Mi avrebbe certo fatto fermare se l’avessi trovata sullo scaffale di un negozio di dischi: font d’ispirazione liberty per la scritta, foto volutamente confusa, che fa pensare subito agli anni ‘70 e a gruppi quali Black Sabbath e Judas Priest. L’unica differenza è che in quel caso i difetti e le sovrapposizioni non erano accessori voluti.

Comunque sia, l’immagine conferma quello che poi andremo ad ascoltare: del buon metal old school, o meglio influenzato dalla nuova ondata del metal britannico, che arrivò appunto alla fine degli anni ‘70.

Non potrete non pensare agli Iron Maiden: c’è tanta, tanta chitarra ispirata a questo gruppo, molti passaggi (prendiamo ad esempio Radar, o la seconda parte della bellissima Thirst), per una vera celebrazione del loro stile.

Ma prima che fuggiate, fatemi dire che i Black Trip non si limitano a scimmiottare i loro beniamini.

Guardando nel background del gruppo svedese, troviamo band rilevanti rispetto alla scena metal del nord Europa, come Entombed ed Enforcer.

Ognuno con un suo pedigree, dunque, ma ritrovatosi in questo progetto per rendere omaggio a un periodo d’oro per la musica heavy metal.

Oltre al fatto che gli 8 brani sono davvero ben fatti, quello che catalizza l’attenzione  è la voce di Joseph Tholl.

Pur nascendo chitarrista,  Throll confessò a quelli che poi divennero i suoi compagni di volersi cimentare nel ruolo del cantante.

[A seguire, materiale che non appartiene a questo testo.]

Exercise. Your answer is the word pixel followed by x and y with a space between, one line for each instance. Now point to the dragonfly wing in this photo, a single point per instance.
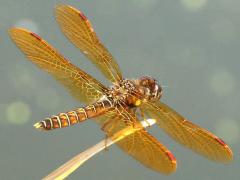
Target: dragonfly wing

E grazie a Dio, mi permetto di dire, visto che la sua voce venata di blues ha dato la cifra all’intero progetto. C’è qualcosa di triste ed inesorabile in essa, caratteristica che viene fuori in brani quali la già citata Thirst,  tanto da regalarci la sensazione che realmente we’re Goin’ Under.

Poche canzoni, eseguite con uno stile familiare e allo stesso tempo personale, per un disco estremamente piacevole.